Every year, for the past 20 years, volunteers spend chilly early mornings and evenings watching out for Cape Parrots.
In 2017 the Cape Parrot Big Birding Day takes place on the afternoon of the 6th and morning of the 7th May.
Flocks of Cape Parrots (Poicephalus robustus) are a regular sighting in the Midlands as they fly between indigenous forest patches in search of food, squawking loudly. There are between 1000 and 1500 birds left in the wild and they are listed as Critically Endangered.
The birds are bright green, about 30cm tall and weigh around 300grams. Their large, unmistakable beak helps them break open the pods and seeds that they eat. Dead Yellowwood trees are their favourite nesting sites and they hatch between two and four chicks in a good breeding season.
Cape Parrots face numerous threats including habitat destruction and especially, the removal of dead trees from the mist-belt forests. They have adapted their diet to include a range of commercially produced fruit and seed as their preferred food sources become unavailable. This makes them susceptible to malnutrition and disease. Unfortunately, they are also captured and sold to the pet trade. Cape Parrots can live for up to 60 years.
Do join enthusiasts and scientists to count and monitor the birds in an effort to conserve them, this Autumn. Contact Sally at firstname.lastname@example.org to join in.
Professor Colleen Downs co-ordinates the Cape Parrot Working Group Cape. She is so grateful to the enthusiasts and citizen scientists who turnout each year to assist with this important conservation exercise.
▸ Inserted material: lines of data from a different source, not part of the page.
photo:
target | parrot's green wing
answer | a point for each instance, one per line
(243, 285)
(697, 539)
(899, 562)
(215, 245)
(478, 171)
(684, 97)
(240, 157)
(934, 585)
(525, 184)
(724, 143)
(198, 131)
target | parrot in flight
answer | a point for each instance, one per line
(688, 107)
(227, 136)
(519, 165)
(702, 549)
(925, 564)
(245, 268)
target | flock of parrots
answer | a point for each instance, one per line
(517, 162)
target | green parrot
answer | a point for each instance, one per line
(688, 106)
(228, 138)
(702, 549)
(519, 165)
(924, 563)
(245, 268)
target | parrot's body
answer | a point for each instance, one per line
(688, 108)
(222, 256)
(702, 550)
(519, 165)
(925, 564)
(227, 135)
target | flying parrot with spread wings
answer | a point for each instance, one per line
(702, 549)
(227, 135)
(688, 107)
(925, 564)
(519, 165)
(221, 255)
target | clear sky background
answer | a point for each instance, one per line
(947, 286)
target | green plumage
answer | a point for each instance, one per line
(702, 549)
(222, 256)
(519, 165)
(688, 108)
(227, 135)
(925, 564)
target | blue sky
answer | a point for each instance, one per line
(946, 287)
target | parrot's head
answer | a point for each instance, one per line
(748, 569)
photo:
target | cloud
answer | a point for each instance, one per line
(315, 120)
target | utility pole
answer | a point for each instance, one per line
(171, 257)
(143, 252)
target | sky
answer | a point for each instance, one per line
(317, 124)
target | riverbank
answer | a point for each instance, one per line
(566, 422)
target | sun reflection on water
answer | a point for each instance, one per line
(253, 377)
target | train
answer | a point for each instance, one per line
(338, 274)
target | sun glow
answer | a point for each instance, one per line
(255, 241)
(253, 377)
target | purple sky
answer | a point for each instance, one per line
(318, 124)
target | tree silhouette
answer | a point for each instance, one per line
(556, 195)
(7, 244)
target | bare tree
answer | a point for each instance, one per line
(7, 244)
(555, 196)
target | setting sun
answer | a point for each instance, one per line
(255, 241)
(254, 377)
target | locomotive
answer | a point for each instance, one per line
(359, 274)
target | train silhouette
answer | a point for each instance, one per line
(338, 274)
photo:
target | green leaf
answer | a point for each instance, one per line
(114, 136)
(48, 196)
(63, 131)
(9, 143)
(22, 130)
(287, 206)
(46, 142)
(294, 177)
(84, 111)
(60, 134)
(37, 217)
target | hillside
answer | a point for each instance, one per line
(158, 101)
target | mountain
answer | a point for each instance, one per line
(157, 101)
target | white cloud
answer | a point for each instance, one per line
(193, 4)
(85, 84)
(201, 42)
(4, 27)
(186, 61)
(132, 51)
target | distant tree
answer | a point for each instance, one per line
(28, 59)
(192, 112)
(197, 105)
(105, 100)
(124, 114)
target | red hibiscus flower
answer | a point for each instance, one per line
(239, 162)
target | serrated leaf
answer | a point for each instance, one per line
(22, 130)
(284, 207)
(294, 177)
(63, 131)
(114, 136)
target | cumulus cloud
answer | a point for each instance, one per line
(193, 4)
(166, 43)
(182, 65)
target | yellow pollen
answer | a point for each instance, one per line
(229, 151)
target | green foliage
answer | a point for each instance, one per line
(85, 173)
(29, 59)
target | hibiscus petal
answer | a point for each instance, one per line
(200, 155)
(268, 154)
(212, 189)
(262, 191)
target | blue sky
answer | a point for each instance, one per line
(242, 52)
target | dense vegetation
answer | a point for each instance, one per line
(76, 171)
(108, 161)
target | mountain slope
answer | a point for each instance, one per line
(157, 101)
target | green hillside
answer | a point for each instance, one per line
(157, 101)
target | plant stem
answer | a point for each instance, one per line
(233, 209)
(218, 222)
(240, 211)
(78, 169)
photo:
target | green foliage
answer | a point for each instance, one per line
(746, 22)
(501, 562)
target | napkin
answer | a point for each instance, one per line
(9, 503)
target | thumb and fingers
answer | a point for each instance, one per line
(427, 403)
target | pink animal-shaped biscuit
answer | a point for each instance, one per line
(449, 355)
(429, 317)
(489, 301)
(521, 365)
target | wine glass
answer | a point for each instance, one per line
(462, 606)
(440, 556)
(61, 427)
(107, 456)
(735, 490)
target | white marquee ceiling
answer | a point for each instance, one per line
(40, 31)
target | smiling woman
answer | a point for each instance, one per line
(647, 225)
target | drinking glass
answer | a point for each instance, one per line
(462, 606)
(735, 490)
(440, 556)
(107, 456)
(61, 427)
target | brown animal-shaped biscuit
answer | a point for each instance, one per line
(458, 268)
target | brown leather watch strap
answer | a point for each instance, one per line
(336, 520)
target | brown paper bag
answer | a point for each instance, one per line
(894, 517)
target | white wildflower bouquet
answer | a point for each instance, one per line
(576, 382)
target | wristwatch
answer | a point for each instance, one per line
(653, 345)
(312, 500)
Colleen’s Tips for Spotters:
“Parrots are usually active in the early morning (around sunrise especially so you need to get out there before day break) and late afternoon until dark. This year the count is particularly important to determine if the effects of the beak and feather disease are wide spread and if numbers have declined. Cape Parrots make inter-forest movements and because of their distinct piercing call while flying are easy to spot on these inter-forest flights. Cape Parrots at a distance can be confused with African Olive (Rameron) Pigeons. However, Cape Parrots usually call in flight thereby making this sort of identification virtually impossible. All adult birds have orange on the shoulder (bend of wing) and ankles (tibia), while females have orange on the forehead. Males usually lack orange on the forehead, but there are exceptions where a small amount of orange is present, usually only visible at very close quarters. Juveniles have orange only on the forehead, and absence of orange on the ankles and wing. The head and neck are also slightly darker in juveniles and these birds often solicit food from their parents. If you observe Cape Parrots feeding, please try and identify the tree species. If the birds are active near your post and you are able to watch the behaviour of the birds, please record these including types of calls, allopreening behaviour, aggressive behaviour, wing displays and anything else you may find interesting or unusual eg. birds with yellow feathers or “bald” birds.”